- Ngunulum
- Coordinates: 15.94645°0′S 128.952151°0′E﻿ / ﻿15.946°S 128.952°E
- Postcode(s): 6743
- Elevation: 47 m (154 ft)
- Location: 25 km (16 mi) south west of Kununurra
- LGA(s): Shire of Wyndham-East Kimberley
- State electorate(s): Kimberley
- Federal division(s): Durack
| Mean max temp | Mean min temp | Annual rainfall |
| 35.0 °C 95 °F | 21.6 °C 71 °F | 790.7 mm 31.1 in |

= Ngunulum Community =

Community in Western Australia

Ngunulum (also referred to as Cockatoo Springs) is a small Aboriginal community, located proximate to Kununurra in the Kimberley region of Western Australia, within the Shire of Wyndham-East Kimberley.

== Native title ==
The Miriuwung Gajerrong people are signatories to the Ord Final Agreement, a broad package of measures which implements a platform for future partnerships between the Miriuwung Gajerrong people, WA State Government, industry and developers for the benefit of the wider community and the East Kimberley region.

== Governance ==
At a broader governance level, Yawoorroong Miriuwung Gajerrong Yirrgeb Noong Dawang Aboriginal Corporation (MG Corp) acts in trust on behalf of all MG native title holders to ensure compliance with its obligations under the Ord Final Agreement including those relating to community living areas.
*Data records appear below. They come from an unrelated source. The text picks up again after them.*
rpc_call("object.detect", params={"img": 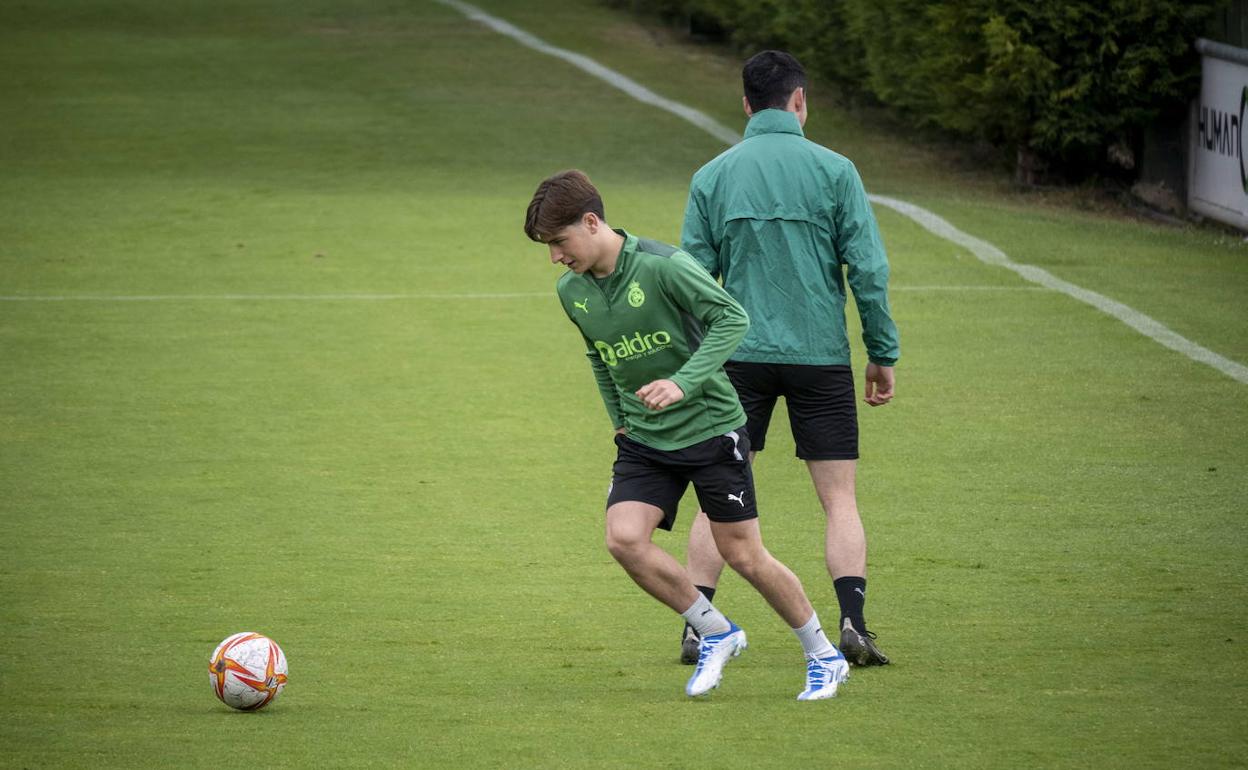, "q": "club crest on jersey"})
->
[628,281,645,307]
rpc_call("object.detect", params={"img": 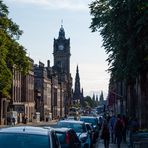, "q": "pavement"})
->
[95,139,129,148]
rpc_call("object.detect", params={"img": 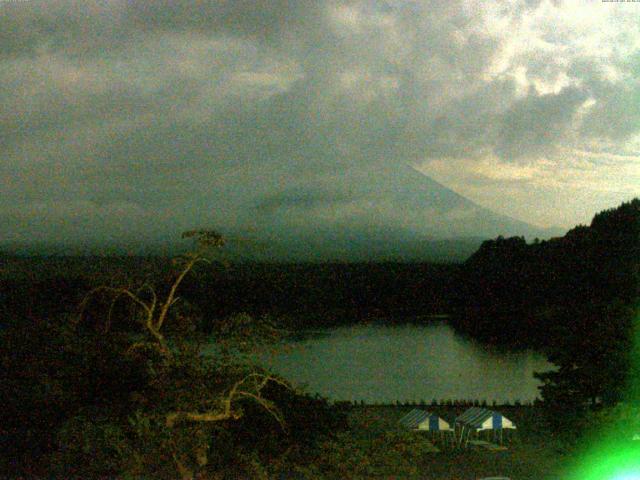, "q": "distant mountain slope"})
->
[230,165,557,261]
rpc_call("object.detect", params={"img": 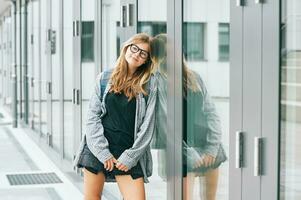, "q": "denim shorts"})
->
[77,145,144,180]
MG Corp was incorporated under the Corporations (Aboriginal and Torres Strait Islander) Act 2006 in 2006 and its constitution was subsequently amended in 2008.

Although membership to MG Corp is limited to native title holders, MG Corp is not a native title prescribed body corporate. However MG Corp has the authority to assist MG peoples in relation to planning, management and use of traditional lands.

== Town planning ==
Ngunulum Layout Plan No.1 has been prepared in accordance with State Planning Policy 3.2 Aboriginal Settlements, and was endorsed by the community on 17 January 2011 and the Western Australian Planning Commission on 29 September 2011. The Layout Plan map-set and background report can be viewed at Planning Western Australia's website.